Three of the Denver objects
The long, slender wooden East African memorial totems known as vigango (pronounced vee-GON-go; the singular form is kigango) are creating a ethical crisis  for American museums. 
Some 20 institutions in the United States own about 400 of the totems, according to Monica L. Udvardy, a professor of anthropology at the University of Kentucky and an expert on Kenyan culture who has studied and tracked vigango for 30 years. She said that Kenyans believe that vigango are invested with divine powers and should never have been removed from their sites and treated as global art commodities. Kenyan officials have made constant pleas to have the objects sent back. But repatriating them takes far more than addressing a parcel. No federal or international laws prevent Americans from owning the totems, while Kenyan law does not forbid their sale. And the Kenyan government says that finding which village or family consecrated a specific kigango is arduous, given that many were taken more than 30 years ago and that agricultural smallholders in Kenya are often nomadic. The result is that museum trustees seeking legally to relinquish, or deaccession, their vigango have no rightful owners to hand them to.

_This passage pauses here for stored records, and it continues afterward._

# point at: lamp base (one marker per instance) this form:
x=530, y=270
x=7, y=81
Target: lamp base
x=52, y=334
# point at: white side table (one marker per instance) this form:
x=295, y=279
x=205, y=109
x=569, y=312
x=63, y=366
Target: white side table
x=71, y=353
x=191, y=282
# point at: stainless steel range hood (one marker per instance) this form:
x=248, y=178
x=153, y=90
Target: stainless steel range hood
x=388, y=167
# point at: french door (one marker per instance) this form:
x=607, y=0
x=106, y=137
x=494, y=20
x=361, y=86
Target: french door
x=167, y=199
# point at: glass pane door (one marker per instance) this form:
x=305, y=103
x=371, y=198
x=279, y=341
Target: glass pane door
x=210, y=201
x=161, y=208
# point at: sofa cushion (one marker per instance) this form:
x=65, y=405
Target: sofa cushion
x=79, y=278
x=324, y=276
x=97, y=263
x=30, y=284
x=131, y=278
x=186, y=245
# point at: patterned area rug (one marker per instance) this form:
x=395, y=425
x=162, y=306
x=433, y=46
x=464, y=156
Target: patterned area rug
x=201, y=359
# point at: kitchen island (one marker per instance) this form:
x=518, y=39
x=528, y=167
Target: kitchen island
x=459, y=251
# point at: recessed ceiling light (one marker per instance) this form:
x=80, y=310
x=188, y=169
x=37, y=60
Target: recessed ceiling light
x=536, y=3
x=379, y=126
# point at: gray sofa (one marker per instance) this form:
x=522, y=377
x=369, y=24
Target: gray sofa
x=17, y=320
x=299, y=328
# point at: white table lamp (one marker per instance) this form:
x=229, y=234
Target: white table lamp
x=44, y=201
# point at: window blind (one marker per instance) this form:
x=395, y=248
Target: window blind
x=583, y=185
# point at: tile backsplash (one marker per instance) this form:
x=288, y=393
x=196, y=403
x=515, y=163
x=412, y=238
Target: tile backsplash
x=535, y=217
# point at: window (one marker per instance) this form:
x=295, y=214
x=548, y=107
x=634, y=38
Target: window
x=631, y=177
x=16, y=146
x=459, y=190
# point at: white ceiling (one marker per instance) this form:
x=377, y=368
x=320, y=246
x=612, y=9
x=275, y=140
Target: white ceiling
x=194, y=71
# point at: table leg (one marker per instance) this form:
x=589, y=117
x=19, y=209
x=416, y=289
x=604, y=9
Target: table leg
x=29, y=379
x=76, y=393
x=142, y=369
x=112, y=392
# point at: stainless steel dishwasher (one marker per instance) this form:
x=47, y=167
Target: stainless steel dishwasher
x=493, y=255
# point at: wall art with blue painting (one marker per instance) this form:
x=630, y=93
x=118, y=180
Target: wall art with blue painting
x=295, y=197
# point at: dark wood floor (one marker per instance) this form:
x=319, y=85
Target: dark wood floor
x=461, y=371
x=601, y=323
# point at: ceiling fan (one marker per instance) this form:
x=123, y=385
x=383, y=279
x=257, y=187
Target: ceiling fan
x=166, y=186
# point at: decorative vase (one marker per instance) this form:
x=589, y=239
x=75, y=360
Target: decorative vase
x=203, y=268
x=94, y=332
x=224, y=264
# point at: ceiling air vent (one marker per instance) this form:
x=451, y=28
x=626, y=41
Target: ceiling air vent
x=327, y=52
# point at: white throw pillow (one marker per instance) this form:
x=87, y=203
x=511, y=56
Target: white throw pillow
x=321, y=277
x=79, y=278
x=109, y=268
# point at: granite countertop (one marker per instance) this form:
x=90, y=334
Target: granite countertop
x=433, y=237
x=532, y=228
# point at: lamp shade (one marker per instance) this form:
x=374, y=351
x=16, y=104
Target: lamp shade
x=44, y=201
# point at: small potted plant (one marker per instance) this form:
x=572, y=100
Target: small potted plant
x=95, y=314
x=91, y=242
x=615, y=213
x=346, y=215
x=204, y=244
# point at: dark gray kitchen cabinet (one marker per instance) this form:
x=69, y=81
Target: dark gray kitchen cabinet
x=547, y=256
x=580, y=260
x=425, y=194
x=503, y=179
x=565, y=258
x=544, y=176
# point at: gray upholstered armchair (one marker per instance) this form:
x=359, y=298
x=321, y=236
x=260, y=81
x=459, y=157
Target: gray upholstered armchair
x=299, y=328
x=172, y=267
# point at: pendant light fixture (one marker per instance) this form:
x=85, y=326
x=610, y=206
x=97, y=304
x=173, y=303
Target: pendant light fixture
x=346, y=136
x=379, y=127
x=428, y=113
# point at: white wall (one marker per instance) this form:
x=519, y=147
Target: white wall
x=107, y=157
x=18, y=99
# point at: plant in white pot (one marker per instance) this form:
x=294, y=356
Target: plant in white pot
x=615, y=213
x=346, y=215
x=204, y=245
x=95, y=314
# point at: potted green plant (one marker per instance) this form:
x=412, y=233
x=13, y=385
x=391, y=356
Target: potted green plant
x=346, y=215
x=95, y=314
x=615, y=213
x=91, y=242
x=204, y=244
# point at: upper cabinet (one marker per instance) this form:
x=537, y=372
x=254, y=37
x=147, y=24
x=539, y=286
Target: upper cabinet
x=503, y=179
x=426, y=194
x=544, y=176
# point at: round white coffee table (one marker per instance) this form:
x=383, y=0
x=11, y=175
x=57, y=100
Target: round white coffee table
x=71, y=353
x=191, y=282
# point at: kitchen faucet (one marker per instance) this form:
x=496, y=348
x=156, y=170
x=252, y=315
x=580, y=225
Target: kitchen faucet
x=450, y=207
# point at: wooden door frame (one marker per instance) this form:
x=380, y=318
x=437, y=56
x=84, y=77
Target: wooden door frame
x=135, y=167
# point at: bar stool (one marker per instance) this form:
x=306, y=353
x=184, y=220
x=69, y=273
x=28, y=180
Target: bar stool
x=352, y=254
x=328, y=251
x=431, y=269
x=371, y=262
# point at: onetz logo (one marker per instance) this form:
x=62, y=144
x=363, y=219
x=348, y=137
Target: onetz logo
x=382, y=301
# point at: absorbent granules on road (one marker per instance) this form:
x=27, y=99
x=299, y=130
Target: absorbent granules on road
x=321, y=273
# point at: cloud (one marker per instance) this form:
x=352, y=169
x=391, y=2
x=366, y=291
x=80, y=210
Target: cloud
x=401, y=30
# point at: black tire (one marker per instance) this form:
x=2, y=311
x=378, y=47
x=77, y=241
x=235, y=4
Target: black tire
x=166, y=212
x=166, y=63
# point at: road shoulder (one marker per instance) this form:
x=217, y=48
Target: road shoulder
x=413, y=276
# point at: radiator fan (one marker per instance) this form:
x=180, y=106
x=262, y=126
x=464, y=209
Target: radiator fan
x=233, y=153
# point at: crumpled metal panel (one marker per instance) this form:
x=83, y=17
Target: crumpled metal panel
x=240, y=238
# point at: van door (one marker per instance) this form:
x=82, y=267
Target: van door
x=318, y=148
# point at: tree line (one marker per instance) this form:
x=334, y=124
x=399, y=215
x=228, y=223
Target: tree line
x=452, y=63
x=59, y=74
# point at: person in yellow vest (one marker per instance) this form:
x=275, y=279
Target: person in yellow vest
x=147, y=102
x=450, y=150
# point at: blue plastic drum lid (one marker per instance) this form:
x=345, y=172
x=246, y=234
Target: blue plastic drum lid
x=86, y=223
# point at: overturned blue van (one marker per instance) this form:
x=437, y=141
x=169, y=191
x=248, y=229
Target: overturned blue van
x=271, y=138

Vigango are carved from a termite-resistant wood by members of the Mijikenda people of Kenya and erected to commemorate relatives and important village headmen. Notched and round-headed, they vary in length from four to nine feet and are dressed, served food and tended as living icons. Hundreds of vigango were bought or donated to museums in the 1980s and 1990s by collectors of African art, including some Hollywood luminaries.

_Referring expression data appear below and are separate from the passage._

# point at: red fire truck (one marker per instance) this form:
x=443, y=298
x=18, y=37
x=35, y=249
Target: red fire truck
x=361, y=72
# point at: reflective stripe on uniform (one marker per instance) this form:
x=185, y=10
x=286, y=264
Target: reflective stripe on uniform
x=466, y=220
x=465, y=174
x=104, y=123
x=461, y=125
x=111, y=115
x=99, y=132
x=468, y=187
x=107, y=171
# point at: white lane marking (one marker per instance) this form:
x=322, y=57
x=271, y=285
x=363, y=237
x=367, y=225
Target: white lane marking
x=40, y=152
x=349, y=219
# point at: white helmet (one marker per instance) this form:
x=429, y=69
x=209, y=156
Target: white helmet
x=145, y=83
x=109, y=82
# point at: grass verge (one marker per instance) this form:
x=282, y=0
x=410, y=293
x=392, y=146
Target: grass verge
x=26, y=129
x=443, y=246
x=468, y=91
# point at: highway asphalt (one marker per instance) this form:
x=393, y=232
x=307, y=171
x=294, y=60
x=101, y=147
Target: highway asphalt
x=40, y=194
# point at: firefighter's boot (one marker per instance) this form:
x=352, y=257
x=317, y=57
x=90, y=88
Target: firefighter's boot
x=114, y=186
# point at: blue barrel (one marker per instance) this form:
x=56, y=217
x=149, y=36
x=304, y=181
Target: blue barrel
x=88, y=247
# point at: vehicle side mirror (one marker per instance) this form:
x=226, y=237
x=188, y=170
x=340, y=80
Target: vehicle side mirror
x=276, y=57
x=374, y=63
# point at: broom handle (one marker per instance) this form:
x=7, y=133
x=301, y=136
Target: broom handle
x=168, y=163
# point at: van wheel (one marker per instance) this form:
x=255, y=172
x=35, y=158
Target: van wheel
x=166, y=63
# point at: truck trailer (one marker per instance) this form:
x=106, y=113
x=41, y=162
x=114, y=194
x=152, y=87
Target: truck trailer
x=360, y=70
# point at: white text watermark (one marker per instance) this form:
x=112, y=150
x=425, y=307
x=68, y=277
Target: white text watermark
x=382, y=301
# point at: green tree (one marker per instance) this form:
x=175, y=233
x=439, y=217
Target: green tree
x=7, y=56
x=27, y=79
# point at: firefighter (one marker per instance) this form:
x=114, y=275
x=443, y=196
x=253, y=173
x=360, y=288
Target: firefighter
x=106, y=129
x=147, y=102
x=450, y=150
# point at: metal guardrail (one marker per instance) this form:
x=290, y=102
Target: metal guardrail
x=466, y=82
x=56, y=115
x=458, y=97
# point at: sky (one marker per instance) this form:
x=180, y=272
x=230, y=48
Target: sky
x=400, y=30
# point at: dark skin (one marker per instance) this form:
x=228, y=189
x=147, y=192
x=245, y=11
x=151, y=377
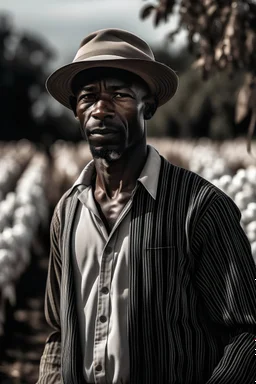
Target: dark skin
x=112, y=108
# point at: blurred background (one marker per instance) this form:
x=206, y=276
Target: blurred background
x=208, y=127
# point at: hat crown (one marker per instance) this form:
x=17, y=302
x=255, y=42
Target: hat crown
x=113, y=42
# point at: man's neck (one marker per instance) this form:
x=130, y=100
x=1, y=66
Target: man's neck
x=121, y=175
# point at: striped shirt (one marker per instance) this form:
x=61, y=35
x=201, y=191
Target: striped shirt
x=100, y=262
x=192, y=291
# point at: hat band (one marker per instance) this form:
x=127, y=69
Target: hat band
x=103, y=57
x=82, y=54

The Denver Museum of Nature and Science  received 30 vigango  as donations in 1990 from two Hollywood collectors, the actor Gene Hackman and the film producer Art Linson, bought from .  Now they are trying to give them back. 
“The process is often complicated, expensive and never straightforward,” said Chip Colwell-Chanthaphonh, the museum’s curator of anthropology. “But just because a museum is not legally required to return cultural property does not mean it lacks an ethical obligation to do so.”The museum this month will deliver its 30 vigango [...] to the National Museums of Kenya. Officials there will choose whether to display the objects, hunt through the nation’s hinterlands for their true owners and original sites, or allow them to decay slowly and ceremoniously, as was intended by their consecrators. Whatever they opt to do, Kenyan officials say, sovereignty over the objects should be theirs and not in the hands of foreign museums. (The details of the transfer are still being negotiated.)[...] The Denver museum “passionately values” such objects, Mr. Colwell-Chanthaphonh said, but added,  “Collections should not come at the price of a source community’s dignity and well-being.”
These are quite valuable objects in the 'tribal art' trade. Vigango sold for perhaps $1,500 apiece in the 1980s, but they are now valued at upward of $5,000 and one fetched $9,500 at auction in Paris in 2012. The Denver Museum's vigango had come from the United States’ foremost dealer in vigango and other East African artifacts, Ernie Wolfe III of Los Angeles.
A brash, boar-hunting devotee of Africa, Mr. Wolfe has long acknowledged that he was a pivotal figure in making a market for vigango in the United States. He said in a telephone interview that the objects became popular in Hollywood in the 1980s. Along with Mr. Hackman and Mr. Linson, aficionados have included the actors Powers Boothe, Linda Evans and Shelley Hack. Mr. Wolfe stoutly defends collecting, selling and exhibiting the objects, saying he rescued them after they had spent their spiritual powers — been “deactivated,” as he puts it — and had been abandoned by their consecrators. He also said that Kenyan officials applauded his first presentation of vigango in the United States, at the Smithsonian Institution in 1979.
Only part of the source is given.